Data products that are streams are typically based on Cloud Pub/Sub. For more details review this section of the Data Mesh guide.
To illustrate how data streams are produced and consumed we will use two Dataflow pipelines - one to generate the input for the product and another one to produce curated data to be consumed.
Build the base infrastructure of a data mesh organization as described in the parent README. It will create all the necessary resources and set up a number of Terraform variables needed for the scripts in this folder.
Ensure you have Java 11 or newer compiler installed - it's needed to build the Dataflow ingest and consumption pipelines.

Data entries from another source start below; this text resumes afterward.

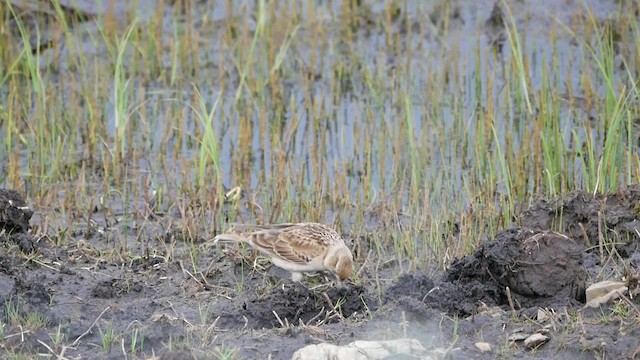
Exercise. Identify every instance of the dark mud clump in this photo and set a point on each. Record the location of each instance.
(590, 219)
(14, 213)
(14, 219)
(540, 268)
(296, 302)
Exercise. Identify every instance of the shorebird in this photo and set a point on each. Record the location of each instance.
(296, 247)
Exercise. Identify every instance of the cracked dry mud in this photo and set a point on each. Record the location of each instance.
(82, 293)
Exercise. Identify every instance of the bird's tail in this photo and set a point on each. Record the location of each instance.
(230, 236)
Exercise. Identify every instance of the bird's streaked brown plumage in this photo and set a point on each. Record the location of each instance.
(297, 247)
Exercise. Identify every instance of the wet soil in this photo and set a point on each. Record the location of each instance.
(80, 293)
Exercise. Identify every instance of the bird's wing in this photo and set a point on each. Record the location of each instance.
(301, 244)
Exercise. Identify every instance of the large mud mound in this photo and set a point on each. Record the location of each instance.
(540, 268)
(589, 219)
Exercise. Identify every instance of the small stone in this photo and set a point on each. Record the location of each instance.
(518, 336)
(535, 340)
(483, 347)
(602, 288)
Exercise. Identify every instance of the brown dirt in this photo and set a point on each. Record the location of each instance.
(84, 292)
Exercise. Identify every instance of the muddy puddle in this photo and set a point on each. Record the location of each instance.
(181, 298)
(80, 296)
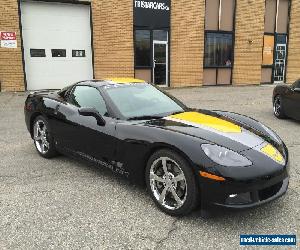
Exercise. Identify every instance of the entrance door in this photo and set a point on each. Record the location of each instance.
(280, 59)
(160, 63)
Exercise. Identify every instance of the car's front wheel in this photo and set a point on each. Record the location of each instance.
(171, 183)
(42, 138)
(278, 107)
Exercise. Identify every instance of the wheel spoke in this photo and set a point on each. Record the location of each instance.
(179, 177)
(177, 199)
(44, 129)
(162, 196)
(46, 144)
(43, 147)
(155, 177)
(37, 137)
(164, 163)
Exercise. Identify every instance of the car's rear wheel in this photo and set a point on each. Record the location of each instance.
(42, 138)
(278, 107)
(171, 183)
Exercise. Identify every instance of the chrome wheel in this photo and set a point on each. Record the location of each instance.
(277, 106)
(168, 183)
(40, 134)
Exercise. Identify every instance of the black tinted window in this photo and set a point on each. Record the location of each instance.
(218, 50)
(88, 97)
(142, 48)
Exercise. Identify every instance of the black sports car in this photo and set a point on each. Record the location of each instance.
(184, 156)
(286, 101)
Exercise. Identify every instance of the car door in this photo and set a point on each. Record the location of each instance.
(81, 134)
(293, 101)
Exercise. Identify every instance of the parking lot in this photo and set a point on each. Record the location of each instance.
(62, 203)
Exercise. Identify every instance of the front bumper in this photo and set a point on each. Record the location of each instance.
(244, 194)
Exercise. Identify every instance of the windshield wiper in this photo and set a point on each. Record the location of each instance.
(176, 113)
(144, 117)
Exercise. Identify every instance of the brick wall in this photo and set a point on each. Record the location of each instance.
(293, 64)
(249, 27)
(11, 68)
(113, 38)
(187, 42)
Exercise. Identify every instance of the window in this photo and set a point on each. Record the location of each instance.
(268, 50)
(58, 52)
(219, 36)
(142, 48)
(37, 53)
(297, 84)
(142, 100)
(78, 53)
(160, 35)
(88, 97)
(218, 50)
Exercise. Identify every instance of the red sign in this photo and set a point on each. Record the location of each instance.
(8, 36)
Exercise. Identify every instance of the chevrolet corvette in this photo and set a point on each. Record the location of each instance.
(185, 157)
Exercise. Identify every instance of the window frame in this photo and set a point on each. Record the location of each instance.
(232, 50)
(71, 92)
(135, 47)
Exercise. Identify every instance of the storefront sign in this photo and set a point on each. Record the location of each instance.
(152, 14)
(8, 40)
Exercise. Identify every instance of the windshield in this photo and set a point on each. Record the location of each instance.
(141, 100)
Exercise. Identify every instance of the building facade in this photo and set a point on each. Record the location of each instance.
(51, 44)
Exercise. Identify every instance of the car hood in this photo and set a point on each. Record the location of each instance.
(217, 128)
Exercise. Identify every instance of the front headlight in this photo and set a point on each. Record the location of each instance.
(224, 156)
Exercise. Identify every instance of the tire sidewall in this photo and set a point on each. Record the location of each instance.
(192, 198)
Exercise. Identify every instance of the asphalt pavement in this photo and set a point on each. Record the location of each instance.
(65, 204)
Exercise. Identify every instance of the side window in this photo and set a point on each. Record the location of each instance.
(88, 97)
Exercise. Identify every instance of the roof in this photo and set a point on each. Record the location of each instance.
(111, 81)
(124, 80)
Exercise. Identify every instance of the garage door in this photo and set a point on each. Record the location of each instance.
(57, 44)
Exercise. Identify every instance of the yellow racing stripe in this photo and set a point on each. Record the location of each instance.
(273, 153)
(207, 121)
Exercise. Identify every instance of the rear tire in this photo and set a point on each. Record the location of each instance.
(278, 107)
(171, 183)
(42, 138)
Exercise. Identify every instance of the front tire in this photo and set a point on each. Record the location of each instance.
(171, 183)
(42, 138)
(278, 107)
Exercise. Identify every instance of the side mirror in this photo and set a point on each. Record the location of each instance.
(94, 113)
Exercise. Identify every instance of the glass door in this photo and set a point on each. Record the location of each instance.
(160, 63)
(280, 59)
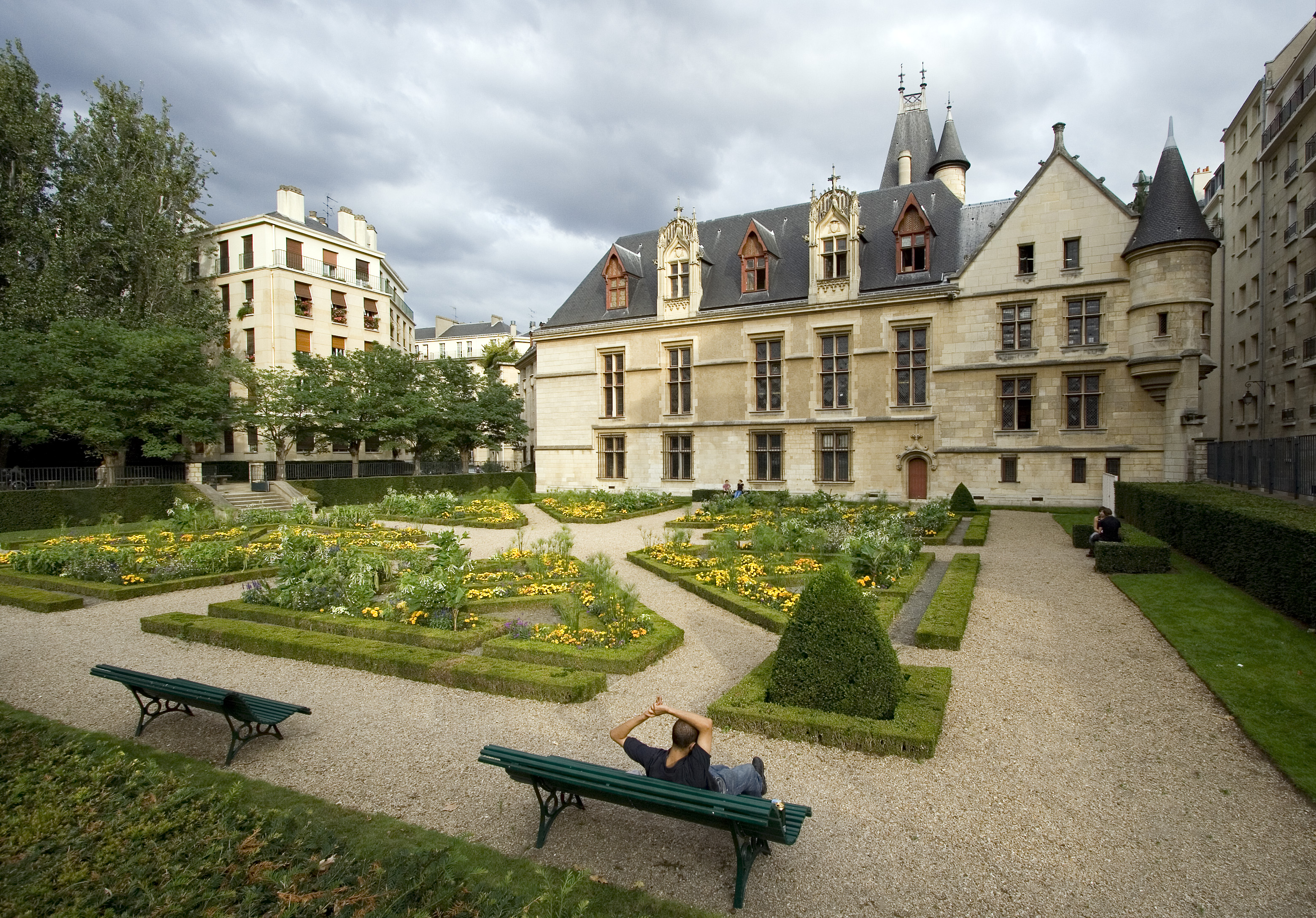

In this step a new Pub/Sub topic is created where the source payloads will be published. Also, a Cloud Storage bucket is created to store Dataflow deployment artifacts.
cd ingest-infrastructure
terraform init
terraform apply
cd ..
Once the infrastructure is created, store the resource ids of the newly created artifacts
source get-ingest-infra-ids.sh
This step uses a Google-provided Streaming Data Generation Dataflow template. It will generate Pub/Sub messages with a JSON payload based on event-generator-template.json . These messages will be written to an input topic in the domain's base data project.
./start-event-generation.sh <messages-per-second>
Selecting messages-per-second
parameters in low hundeds range is a good option
for this demo.
./start-product-pipeline.sh
Once both the event generation and product pipelines start, it can take several minutes before the data appears in the destination tables and topics.
Navigate to the pipeline monitoring URL printed to the console by
the start-product-pipeline.sh
script. The pipeline graph will be similar to
the one below.
This pipeline performs several steps typical to ingestion pipelines:
- Validation (Parse Payload, Process Invalid Messages)
- Enrichment (Enrich Clicks)
- Persistence of the enriched data to the analytical data store (Persist Clicks to BQ)
- Streaming analytics (Generate Stats, Publish Stats)
Streaming analytics branch of the pipeline generates data which is exposed as a data product - the statistics generated are published to a Pub/Sub topic, which is tagged with the product tag template.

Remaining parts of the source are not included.